I'm inclined to believe Bianchi's source when he or she says Lewis made an honest mistake.

Lewis recently issued a statement, which contains an apology:

"First and foremost I take full responsibility for the situation and accept the corresponding penalty.

Toward the end of the season I took an over-the-counter supplement which at the time I did not realize included a substance banned by the NBA.

I apologize to Magic fans, my teammates and this organization for not doing the research that should come with good judgment.

I hope this unintentional mistake will not reflect poorly on our team and its great character.

I hope every athlete can learn from my mistake that supplements, no matter how innocent they seem, should only be taken after consulting an expert in the field."

Lewis will be eligible to return for the contest against the Charlotte Bobcats on Monday, November 16th.
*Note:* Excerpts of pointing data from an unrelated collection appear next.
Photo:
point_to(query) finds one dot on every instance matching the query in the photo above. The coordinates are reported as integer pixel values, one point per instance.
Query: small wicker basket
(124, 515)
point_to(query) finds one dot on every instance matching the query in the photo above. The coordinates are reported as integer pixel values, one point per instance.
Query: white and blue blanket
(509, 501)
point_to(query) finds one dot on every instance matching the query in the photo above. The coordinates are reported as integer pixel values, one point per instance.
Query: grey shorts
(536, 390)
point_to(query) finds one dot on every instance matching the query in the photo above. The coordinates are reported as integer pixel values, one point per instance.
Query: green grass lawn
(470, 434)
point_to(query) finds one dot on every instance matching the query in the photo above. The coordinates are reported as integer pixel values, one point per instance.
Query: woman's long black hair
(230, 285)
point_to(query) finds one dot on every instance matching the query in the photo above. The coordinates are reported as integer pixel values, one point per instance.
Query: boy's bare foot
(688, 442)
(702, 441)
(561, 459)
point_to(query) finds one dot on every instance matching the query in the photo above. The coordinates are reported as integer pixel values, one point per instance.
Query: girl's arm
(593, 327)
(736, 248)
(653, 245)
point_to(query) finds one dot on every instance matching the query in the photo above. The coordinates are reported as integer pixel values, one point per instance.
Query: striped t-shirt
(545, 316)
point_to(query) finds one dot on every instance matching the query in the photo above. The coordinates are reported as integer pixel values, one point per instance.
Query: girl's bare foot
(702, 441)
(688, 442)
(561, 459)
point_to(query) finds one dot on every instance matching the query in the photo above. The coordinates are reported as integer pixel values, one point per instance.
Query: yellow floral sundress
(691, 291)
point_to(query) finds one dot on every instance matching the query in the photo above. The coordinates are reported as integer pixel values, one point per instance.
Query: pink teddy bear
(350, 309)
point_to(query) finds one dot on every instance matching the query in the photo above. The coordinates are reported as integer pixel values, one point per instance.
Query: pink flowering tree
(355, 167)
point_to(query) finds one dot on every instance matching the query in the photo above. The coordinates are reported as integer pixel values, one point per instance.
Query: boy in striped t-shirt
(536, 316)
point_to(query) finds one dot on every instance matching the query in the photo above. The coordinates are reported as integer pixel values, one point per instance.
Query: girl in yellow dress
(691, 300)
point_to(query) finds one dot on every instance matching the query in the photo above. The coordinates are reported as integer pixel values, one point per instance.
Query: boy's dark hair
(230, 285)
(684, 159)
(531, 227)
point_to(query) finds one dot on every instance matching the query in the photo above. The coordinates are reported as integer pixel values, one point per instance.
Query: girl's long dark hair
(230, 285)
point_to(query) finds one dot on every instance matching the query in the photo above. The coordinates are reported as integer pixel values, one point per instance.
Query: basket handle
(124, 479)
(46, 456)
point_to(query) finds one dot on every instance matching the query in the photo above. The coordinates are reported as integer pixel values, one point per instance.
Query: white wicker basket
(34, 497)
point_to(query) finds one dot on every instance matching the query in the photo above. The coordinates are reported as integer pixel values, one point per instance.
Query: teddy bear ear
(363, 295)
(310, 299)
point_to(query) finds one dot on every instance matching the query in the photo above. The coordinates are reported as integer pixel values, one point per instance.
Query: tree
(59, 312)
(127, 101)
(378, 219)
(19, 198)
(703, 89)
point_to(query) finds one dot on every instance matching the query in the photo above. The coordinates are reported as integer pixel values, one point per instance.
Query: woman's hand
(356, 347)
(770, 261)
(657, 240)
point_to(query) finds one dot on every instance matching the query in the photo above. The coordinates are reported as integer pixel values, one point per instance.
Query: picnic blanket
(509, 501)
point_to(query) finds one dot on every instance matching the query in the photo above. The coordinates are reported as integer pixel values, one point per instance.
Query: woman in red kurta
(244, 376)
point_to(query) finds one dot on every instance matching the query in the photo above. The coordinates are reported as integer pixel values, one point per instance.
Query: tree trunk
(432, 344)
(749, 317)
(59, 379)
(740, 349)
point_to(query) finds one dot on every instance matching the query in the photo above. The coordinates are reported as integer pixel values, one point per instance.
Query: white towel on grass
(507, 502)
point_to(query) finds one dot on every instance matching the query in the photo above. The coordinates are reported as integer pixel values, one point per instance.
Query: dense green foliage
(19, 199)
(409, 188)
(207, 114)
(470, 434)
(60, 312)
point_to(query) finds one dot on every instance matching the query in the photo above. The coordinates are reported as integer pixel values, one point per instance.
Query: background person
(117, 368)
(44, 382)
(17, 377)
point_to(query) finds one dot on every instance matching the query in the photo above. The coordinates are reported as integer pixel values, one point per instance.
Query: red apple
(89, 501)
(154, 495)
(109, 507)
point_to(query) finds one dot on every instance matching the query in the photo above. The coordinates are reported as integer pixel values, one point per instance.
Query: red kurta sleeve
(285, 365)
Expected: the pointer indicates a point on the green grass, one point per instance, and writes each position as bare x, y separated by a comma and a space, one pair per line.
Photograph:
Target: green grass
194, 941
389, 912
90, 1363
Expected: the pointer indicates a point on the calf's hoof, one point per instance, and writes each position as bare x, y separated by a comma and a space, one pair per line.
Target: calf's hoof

Among the games he'll miss is the first of four rematches of the Eastern Conference Finals against the Cleveland Cavaliers, a nationally televised affair on Wednesday, November 11th.

It's hard to say what the Magic will do to replace Lewis' production. They could go conventional and start free-agent signee Brandon Bass, a veritable wrecking ball, at power forward. They could also attempt to maintain the status quo by starting Matt Barnes, who is similar to Lewis in style and build. Ryan Anderson, obtained in the trade which brought Vince Carter to Orlando, could also start in Lewis' stead, given his skill-set.

Overall, the news is surprising and disappointing. The Magic and their fans will have to hope coach Stan Van Gundy can shepherd his team through the first 10 games without their starting, floor-stretching, All-Star power forward.